Lederer, Katherine - Poker Face - A Girlhood Among Gamblers, 2003. I’ll soon be reading this memoir written by the sister of Annie Duke & Howard Lederer. She’s also a good poet. Here’s the coincindence of the day: she read in the same reading series as I once did.

Mumey, Nolie -- Poker Alice - Alice Ivers, Duffield, Tibbs Huckert (1851-1930), History of a Woman Gambler in the West, 1951. Will the real Poker Alice please stand up? Please stand up? Please – ah, there she is.

Van Vleet, Laura A & Norris, G L - Playing with the Big Boys - A Woman's Guide to Poker, 2002. Clearly, this one’s going for the same demographic as me. Haven’t read it. I feel like it would be a bad idea to look at it before I finished my own book.

Wener, Louise -- The Big Blind - Novel of High Stakes, Lost Love & Poker, 2003.This is the only one of these books I’ve read, but re-titled for us Americans, “The Perfect Play.” Entertaining, funny summer read.

Woods, Carol M - Ladies at Poker, 1996. A play for seniors – who knew?
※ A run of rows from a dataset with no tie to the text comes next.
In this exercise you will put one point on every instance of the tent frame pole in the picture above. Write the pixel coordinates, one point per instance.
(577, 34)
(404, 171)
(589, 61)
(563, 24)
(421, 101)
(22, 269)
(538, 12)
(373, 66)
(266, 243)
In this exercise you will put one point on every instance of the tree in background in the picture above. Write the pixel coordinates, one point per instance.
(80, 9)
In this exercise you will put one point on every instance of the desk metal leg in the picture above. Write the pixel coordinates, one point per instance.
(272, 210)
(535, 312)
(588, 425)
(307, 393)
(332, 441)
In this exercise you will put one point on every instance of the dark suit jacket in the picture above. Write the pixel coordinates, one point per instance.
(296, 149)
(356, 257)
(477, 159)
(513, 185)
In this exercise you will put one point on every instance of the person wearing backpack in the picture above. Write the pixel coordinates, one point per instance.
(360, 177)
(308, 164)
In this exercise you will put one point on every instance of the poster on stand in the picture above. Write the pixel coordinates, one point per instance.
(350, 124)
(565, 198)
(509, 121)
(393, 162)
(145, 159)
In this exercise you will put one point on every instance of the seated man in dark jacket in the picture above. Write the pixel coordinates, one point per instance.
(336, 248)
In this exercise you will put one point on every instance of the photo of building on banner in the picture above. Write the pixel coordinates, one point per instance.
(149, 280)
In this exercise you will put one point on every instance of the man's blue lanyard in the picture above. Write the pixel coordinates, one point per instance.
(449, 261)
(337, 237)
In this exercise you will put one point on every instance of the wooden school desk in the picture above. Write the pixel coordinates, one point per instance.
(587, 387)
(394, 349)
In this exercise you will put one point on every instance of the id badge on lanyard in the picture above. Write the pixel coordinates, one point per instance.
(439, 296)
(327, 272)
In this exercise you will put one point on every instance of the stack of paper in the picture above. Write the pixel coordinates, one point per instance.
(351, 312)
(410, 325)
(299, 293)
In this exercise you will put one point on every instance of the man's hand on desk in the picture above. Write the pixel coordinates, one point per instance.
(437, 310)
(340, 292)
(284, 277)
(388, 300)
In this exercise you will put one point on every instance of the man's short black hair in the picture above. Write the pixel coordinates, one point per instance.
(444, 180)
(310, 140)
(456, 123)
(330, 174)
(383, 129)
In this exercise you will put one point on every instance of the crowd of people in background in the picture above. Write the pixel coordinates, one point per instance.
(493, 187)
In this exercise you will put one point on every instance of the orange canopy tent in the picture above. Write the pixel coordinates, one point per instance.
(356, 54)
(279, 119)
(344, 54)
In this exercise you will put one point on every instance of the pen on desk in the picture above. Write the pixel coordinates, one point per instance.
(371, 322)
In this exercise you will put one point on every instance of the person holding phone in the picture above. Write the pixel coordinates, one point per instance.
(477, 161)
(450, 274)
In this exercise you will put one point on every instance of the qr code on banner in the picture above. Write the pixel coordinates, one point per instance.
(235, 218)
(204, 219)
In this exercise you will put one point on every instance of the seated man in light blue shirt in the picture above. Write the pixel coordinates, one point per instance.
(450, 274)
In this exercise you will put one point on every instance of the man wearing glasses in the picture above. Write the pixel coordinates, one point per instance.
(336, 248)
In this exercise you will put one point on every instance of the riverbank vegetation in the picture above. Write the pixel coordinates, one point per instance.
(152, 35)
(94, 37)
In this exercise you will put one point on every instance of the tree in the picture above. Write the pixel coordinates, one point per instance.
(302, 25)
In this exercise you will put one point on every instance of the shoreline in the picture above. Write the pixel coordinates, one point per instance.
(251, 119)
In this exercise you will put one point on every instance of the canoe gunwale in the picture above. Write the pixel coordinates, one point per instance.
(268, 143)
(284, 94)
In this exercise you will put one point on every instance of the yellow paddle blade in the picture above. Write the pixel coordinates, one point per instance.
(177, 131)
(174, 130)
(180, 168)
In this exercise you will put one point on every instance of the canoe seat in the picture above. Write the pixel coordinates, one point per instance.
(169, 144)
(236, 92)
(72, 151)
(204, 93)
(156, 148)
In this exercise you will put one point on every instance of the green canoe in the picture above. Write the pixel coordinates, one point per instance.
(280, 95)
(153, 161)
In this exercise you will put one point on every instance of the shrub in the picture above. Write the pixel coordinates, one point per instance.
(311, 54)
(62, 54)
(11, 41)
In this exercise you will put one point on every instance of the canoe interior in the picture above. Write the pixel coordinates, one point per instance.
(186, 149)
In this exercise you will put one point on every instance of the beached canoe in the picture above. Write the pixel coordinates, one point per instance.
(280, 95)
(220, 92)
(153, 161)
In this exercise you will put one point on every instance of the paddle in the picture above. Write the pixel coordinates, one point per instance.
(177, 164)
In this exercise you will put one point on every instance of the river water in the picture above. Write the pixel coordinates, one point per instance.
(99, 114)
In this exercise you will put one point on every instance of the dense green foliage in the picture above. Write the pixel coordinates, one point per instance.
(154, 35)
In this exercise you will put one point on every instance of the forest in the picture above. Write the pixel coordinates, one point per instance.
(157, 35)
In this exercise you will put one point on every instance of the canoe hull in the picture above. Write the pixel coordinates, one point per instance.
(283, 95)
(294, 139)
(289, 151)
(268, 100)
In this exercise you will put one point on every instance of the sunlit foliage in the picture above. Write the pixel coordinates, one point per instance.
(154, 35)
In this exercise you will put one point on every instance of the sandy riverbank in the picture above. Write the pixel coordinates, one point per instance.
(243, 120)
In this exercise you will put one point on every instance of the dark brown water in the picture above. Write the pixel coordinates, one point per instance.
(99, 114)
Other on the list include: Allan, Laura – The Laws of Poker, 1929; Ballard, Martha - - Shakespeare on Poker, 1906; Cady, Alice Howard - Poker - The Modern Game, with Passing Description of its Origin, 1895; Davis, Jill - Girls' Poker Night - A Novel of High Stakes, 2002; Glass, Mary Ellen - Nevada's Turbulent '50s, 1981; Knapp, Bettina -- Gambling, Game, and Psyche, 2000; Levez, Belinda Teach Yourself How to Win at Poker, 2001; Riddle, Ethel Maris -- Aggressive Behavior In A Small Social Group - Bluffing, Risking, And The Desire To Beat . . . Studied by the Use of a Poker Game as an Experimental Technique, 1925

Even if I had another month, I couldn’t get to them all. But I’d probably try.

Wednesday, September 01, 2004

A Guaranteed Income For Life?

Gotta love my parents. No doubt in my mind that I'll be getting some really fine poker chips from them this year for my birthday, the big 3-0. The other day though, they gave me this crazy book they found at a garage sale or junk shop called Poker: A Guaranteed Income Life by using the Advanced Concepts of Poker.

Now that's a long title. I've been down because they've added, against my wishes, "All You Need to Beat the Boys" to my title, "The Badass Girl's Guide to Poker." Leave me a comment of support if you agree that having that subtitle is ridiculous. Or if you think it's great -- make me see why. I could use it.

Anyway, this book is by a guy named Frank R. Wallace, who turns out to be, upon googling, quite a wacko! I'm not surprised, after reading the ellipse-overfilled first few pages and finding I will continually be treated to descriptions of card games such as this:
With a growling noise, Professor Merck deals. John watches the deck and sees the bottom card plus two other cards flash. He then studies Quintin Merck's green eyes ... they are watering from the cigarette smoke curling over his mustache and into his leathery face. Wearing a sweaty beret and an opened polo shirt, the wiry fifty-five-year-old college professor hunches over the table. Suddenly he looks up and frowns at John Finn.

You can read what seems like the whole text of this out-of-print book here. Now to the writing. 2 weeks til due date. Aaaahhhhhh... Freak Out!